A good workout isn’t only good for your body but, according to Harvard Medical research, it also boosts your memory and thinking skills directly and indirectly.
Apart from actually making us feel better and more in control of our physical frames scientists have found that exercise stimulates physiological changes such as reductions in insulin resistance and inflammation.
They say it also encourages the production of growth factors — chemicals that affect the growth of new blood vessels in the brain, and even the abundance, survival, and overall health of new brain cells.
It has also been found that exercise acts directly on the brain itself.
Several studies have suggested that the parts of the brain that control thinking and memory are larger in volume in people who exercise than in people who don’t.
“Even more exciting is the finding that engaging in a program of regular exercise of moderate intensity over six months or a year is associated with an increase in the volume of selected brain regions,” says Dr Scott McGinnis, an instructor in neurology at Harvard Medical School.
Exercise can also boost memory and thinking indirectly by improving mood and sleep, and by reducing stress and anxiety. Problems in these areas frequently cause or contribute to cognitive impairment.

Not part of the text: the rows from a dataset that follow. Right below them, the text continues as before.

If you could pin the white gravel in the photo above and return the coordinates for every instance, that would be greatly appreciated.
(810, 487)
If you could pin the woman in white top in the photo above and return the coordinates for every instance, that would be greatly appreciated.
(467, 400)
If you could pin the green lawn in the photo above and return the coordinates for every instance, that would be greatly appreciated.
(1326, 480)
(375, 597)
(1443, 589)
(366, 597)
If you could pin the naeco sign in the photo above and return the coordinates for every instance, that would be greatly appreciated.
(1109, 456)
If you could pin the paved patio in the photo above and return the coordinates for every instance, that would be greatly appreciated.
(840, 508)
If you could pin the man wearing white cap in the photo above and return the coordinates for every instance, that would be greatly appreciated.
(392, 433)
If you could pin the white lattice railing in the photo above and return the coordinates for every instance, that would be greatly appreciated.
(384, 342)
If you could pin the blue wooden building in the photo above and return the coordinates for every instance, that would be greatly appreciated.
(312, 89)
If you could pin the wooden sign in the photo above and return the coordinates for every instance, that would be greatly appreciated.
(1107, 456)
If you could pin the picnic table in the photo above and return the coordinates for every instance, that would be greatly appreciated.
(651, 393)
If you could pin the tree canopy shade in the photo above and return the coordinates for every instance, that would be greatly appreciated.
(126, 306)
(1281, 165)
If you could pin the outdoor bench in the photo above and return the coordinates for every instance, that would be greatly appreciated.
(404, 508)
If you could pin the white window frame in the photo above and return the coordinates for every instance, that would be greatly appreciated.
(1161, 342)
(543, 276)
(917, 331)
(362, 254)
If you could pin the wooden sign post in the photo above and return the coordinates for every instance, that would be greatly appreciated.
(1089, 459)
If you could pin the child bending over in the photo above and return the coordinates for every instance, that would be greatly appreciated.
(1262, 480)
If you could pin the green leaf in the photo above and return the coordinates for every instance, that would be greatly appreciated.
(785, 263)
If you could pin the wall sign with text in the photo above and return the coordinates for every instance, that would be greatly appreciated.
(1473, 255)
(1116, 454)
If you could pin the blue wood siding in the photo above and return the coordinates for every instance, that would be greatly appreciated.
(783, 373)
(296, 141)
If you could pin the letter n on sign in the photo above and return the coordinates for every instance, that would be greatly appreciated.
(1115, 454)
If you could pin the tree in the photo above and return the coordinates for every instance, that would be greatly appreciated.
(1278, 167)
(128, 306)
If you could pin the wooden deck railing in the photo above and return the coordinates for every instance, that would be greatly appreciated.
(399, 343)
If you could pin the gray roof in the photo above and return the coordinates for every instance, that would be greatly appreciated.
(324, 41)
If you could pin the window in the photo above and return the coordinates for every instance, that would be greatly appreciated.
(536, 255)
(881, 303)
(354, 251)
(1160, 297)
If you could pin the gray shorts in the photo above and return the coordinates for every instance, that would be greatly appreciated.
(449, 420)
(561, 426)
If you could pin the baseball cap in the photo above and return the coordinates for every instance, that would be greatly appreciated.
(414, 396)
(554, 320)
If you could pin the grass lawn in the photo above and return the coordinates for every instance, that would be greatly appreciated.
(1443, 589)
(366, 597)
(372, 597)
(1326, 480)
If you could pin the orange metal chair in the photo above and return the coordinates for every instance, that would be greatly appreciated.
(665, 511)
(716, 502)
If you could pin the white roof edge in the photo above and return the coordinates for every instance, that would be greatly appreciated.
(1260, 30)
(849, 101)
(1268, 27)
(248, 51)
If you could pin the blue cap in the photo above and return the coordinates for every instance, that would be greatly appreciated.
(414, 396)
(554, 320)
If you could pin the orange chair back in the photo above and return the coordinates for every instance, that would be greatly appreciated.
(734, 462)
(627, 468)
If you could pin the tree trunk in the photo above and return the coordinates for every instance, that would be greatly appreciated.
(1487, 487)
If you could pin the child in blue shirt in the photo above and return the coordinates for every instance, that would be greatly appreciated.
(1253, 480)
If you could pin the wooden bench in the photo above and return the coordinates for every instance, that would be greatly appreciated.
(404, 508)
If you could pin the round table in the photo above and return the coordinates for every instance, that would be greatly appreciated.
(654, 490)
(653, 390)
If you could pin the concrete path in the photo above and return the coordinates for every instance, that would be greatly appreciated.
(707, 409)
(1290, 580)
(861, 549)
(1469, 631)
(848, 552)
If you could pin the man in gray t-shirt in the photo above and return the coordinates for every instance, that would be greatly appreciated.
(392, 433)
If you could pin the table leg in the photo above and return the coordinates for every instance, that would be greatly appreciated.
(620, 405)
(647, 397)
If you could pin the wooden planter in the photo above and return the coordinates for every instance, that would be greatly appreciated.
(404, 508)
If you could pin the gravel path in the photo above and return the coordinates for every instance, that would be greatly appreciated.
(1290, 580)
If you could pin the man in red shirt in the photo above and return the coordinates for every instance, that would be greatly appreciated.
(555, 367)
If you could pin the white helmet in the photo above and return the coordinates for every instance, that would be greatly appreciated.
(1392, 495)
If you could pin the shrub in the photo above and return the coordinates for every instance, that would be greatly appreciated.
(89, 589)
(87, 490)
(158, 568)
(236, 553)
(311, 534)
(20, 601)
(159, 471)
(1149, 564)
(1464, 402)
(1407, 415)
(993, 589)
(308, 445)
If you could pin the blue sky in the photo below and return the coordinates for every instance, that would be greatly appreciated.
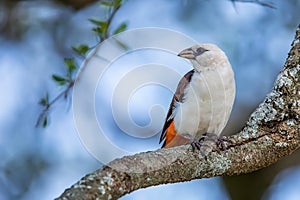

But is one exercise better than another in terms of brain health? We don’t know the answer to this question, because almost all of the research so far has looked at walking.
“But it’s likely that other forms of aerobic exercise that get your heart pumping might yield similar benefits,” Dr McGinnis says.
Tai Chi enhances brain functions
A study published in the Journal of the American Geriatrics Society found that tai chi showed the potential to enhance cognitive function in older adults, especially in the realm of executive function, which manages cognitive processes such as planning, working memory, attention, problem solving, and verbal reasoning.
This may be because tai chi, a martial art that involves slow, focused movements, requires learning and memorizing new skills and movement patterns.
Dr McGinnis recommends establishing exercise as a habit, almost like taking a prescription medication.
And since several studies have shown that it takes about six months to start reaping the cognitive benefits of exercise, he says you should be patient as you look for the first results — and to then continue exercising for life.
Aim for a goal of exercising at a moderate intensity — such as brisk walking — for 150 minutes per week. Start with a few minutes a day, and increase the amount by five or 10 minutes every week until you reach your goal.